(no title)
moosingin3space | 6 years ago
This is demonstrably false: https://twitter.com/LazyFishBarrel/status/112900096574140416...
Additionally, new "safe" C++ APIs aren't: https://bugs.llvm.org/show_bug.cgi?id=34729
Apple's iOS 12.4 release fixes 37 CVEs, 28 of which are memory unsafety (75.7%).
Microsoft's statistics corroborate this: https://www.zdnet.com/article/microsoft-70-percent-of-all-se...
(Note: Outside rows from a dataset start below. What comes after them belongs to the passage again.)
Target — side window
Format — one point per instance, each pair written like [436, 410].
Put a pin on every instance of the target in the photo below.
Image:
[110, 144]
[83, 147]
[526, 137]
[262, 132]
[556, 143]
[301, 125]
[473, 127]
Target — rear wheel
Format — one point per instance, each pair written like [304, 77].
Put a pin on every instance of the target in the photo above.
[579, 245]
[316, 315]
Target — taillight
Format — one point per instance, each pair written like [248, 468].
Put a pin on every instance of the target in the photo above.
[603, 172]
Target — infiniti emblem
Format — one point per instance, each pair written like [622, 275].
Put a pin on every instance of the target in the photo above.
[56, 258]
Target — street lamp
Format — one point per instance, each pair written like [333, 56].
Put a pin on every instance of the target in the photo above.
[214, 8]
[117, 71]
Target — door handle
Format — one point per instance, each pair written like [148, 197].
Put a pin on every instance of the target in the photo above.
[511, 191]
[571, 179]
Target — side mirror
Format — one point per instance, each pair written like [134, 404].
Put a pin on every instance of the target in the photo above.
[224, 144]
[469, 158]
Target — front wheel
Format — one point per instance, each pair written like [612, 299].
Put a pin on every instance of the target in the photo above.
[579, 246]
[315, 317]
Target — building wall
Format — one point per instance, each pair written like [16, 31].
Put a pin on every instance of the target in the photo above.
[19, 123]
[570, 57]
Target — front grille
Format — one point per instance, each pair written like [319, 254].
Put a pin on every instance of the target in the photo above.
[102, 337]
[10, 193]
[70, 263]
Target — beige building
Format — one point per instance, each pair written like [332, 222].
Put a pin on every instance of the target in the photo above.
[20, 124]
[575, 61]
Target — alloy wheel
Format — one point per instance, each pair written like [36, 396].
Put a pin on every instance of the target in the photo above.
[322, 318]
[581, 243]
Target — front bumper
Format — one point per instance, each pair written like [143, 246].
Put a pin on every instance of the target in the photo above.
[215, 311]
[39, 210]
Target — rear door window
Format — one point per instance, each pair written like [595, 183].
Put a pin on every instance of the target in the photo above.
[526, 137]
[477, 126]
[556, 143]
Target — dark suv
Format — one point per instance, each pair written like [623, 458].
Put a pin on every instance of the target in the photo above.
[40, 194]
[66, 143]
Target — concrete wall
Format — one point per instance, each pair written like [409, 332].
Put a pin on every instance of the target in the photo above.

Importantly, none of these sources show any improvements over time. If we saw meaningful improvements in "modern C++" codebases, I'd be much more willing to accept "modern C++". As it stands, there is no such evidence that "modern C++" provides any demonstrable benefits regarding memory safety.
jupp0r|6 years ago
I don't know of any study comparing memory safety of "modern C++" vs "legacy C++" code. None of the references you provided contains any information about that, so I think it's unfair for you to pretend that it does. From my work over the last years I can tell you that the move from C++98 to C++11 and to a smaller extend the move from C++11 to C++14 has reduced memory corruption bugs by a significant amount. The way we teach C++ to junior engineers is very different to what it was before, a lot of practices that used to lead to unsafe conditions are frowned upon nowadays. It's by no means perfect compared to Rust, but it's definitely not the mess that it's often characterized at when people point to code that would never pass code review nowadays (ie the original article).
kllrnohj|6 years ago
std::string_view is a borrow interface, not a safe owner. It is a sharp knife, to be sure, but it's not billed as being safe, either, and it's not broken.